While I do have three children, only two are currently in the tooth-losing phase of life. You know, the one where they require you to stick your fingers in their mouths and feel how wiggly those little suckers are. And then afterward, they require me to give them money for losing the teeth—as if they earned something for all of that darn time spent wiggling. Parenting really is all glitz and glamour, isn’t it?
Here’s the thing about my two tooth losers. One, upon losing her very first tooth at the tender age of six, declared to the world, “I don’t believe in the Tooth Fairy! I know that she doesn’t exist. Please fork over a crisp and clean five dollar bill so we can all get on with our lives and not have to play this silly under-the-pillow game. Also, I’d like to keep my tooth please and thanks.” My son, however, decided that he did believe. He believed so hard. (Also, for some reason, he decided that his Tooth Fairy’s name was Gwyneth. I won’t even begin to venture a guess as to where that came from.)
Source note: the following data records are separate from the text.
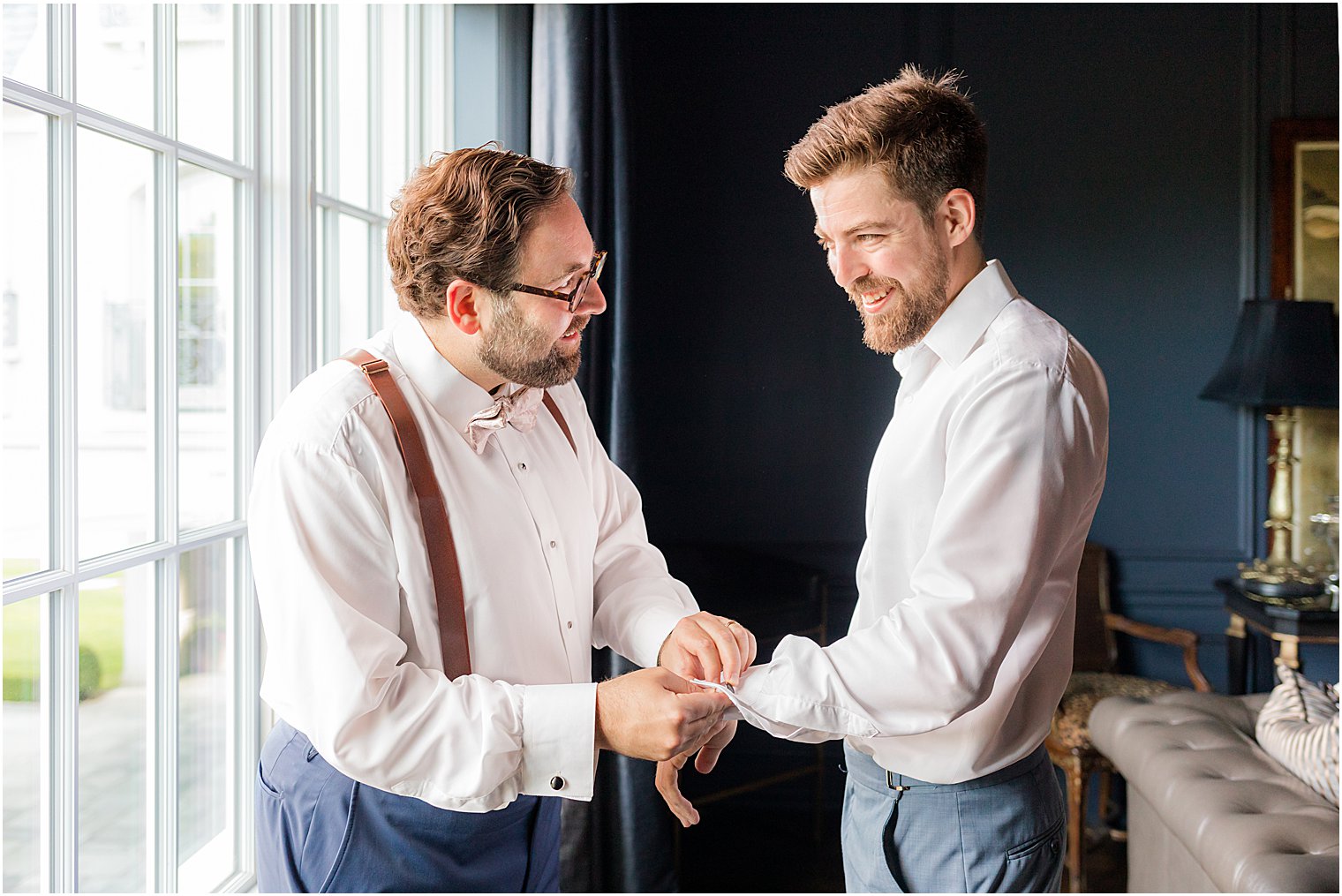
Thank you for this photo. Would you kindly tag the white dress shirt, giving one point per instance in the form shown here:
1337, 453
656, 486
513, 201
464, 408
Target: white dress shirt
980, 499
554, 560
How does this happen exactly? How do I have two children who were born to the same parents, under the same roof, a mere 20 months apart, and yet the first child is an non-believer and the second child is a huge believer?
I have so many tooth-related questions: Do you have believers in your house? Do you have doubters? Do you have any “I’ll pretend to believe, just in case she’s real”ers? Do you keep the teeth? (Am I the only one who thinks a drawer full of old teeth is kind of gross?) Also, what’s the going rate for teeth at your place?